By remains, apparently, the nurse was referring to whatever it was that the surgeon would be removing from my head. In that case, I'll take it all home with me as a gift for my aberrant loinfruit, Clive, to add to his growing collection of human bone fragments.

Another nurse stared at me blankly when I told her why I was there. My surprise at discovering that she had never heard of an exostosis was surpassed only by her shock at discovering that I was currently between religions. I was going to suggest she put me down as an atheist, but at best I would have had to spell it and at worst she would have summoned security to pin me down while the resident priest performed an emergency exorcism.

A bubbly young blonde burst into the room and introduced herself as the anaesthetist. If I were dressed a little more appropriately, I might have got out of bed and made for the door. Don't get me wrong. I appreciate bubbly blondes as much as the next man. I'm just not sure I want them pumping me full of one of the substances used to execute murderers in Texas, especially not on a Monday morning when everyone is distracted by the peri-operative nurses swapping dirty weekend stories.

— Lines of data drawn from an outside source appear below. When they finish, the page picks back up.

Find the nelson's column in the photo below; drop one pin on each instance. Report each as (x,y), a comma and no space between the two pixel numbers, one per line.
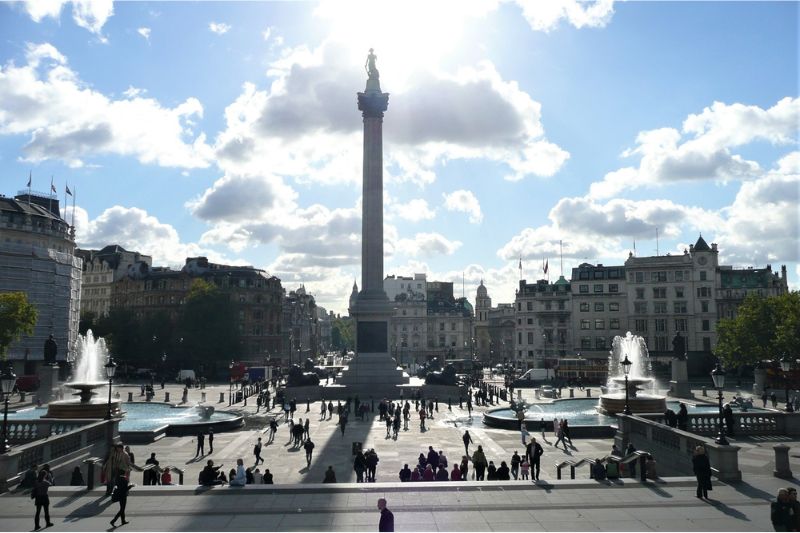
(373,368)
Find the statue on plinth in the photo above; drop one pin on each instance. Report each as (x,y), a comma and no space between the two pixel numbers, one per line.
(372,70)
(679,347)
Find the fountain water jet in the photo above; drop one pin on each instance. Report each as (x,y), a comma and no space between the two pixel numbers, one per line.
(92,355)
(641,374)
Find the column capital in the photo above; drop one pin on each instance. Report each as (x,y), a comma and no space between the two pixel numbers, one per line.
(373,104)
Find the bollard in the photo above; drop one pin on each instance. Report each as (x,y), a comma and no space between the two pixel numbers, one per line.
(782,469)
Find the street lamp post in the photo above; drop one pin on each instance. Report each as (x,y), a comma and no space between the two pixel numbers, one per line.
(718,376)
(786,366)
(7,381)
(230,384)
(626,368)
(111,369)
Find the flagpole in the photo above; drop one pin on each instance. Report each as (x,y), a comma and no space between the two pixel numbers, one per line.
(74,194)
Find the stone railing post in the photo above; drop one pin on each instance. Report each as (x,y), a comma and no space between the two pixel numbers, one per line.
(782,469)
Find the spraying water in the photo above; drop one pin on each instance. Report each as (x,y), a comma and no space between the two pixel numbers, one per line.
(92,356)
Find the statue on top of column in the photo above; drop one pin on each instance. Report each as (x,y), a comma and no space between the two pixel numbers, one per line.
(372,70)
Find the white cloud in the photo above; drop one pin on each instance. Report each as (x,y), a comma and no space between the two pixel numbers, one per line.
(89,14)
(546,15)
(134,229)
(414,210)
(67,120)
(465,202)
(427,244)
(220,28)
(702,151)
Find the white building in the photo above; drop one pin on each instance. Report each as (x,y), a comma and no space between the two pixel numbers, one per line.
(37,257)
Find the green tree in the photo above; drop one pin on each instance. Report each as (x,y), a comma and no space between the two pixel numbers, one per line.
(207,323)
(17,318)
(764,328)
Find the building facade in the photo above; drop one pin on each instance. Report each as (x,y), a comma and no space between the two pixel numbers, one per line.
(101,268)
(37,257)
(256,296)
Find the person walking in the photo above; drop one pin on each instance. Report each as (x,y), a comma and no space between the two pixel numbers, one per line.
(702,471)
(360,465)
(534,453)
(467,438)
(515,462)
(257,451)
(120,495)
(479,461)
(386,522)
(201,441)
(308,446)
(41,499)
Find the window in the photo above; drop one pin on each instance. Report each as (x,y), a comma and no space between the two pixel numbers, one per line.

She asked if I wanted a pre-med to relax. This is where it starts. They slip you a couple of pills to loosen you up and the next thing you know, you're unconscious and they're swigging bottles of lightly wooded chardonnay and drawing silly faces on your willy. I took the pre-med. Let the girls have their fun.

Another victim was wheeled into the ward, his worried girlfriend at his side. They looked at me with that curious mixture of dispassion and disgust with which one regards people lying in hospital beds, even if one happens to be lying in one oneself. Wiping the drool from my chin, I thought it important that they knew I wasn't just another suppurating bag of pus on the last lap of life.

"Surfer's Ear," I said, tapping the side of my head before jabbing myself in the eye. With the pre-med kicking in nicely, it must have sounded more like, "Zervazeer".

They didn't look at me again.

A sullen orderly with the rewarding job of wheeling patients between the wards and the operating room dragged me down the corridor, through a set of doors and parked me in a corner next to a fridge. The last thing I remember was trying to see if there was any beer in it.

I woke up ravenous, unhinged and savagely cotton-mouthed. I expect it was a huge party in that theatre, with the anaesthetic probably being administered through a giant bong followed by morphine drips for all. A nurse said she'd bring me lunch. Since I was paying the hospital R35000 for the day, I was looking forward to a bottle of chilled Dom Perignon White Gold followed by a Javanese rhino carpaccio and a fillet of rare Kobe beef garnished with white truffles and slivers of coelacanth.

I was given a cheese and tomato sandwich and asked if I wouldn't mind seeing myself out.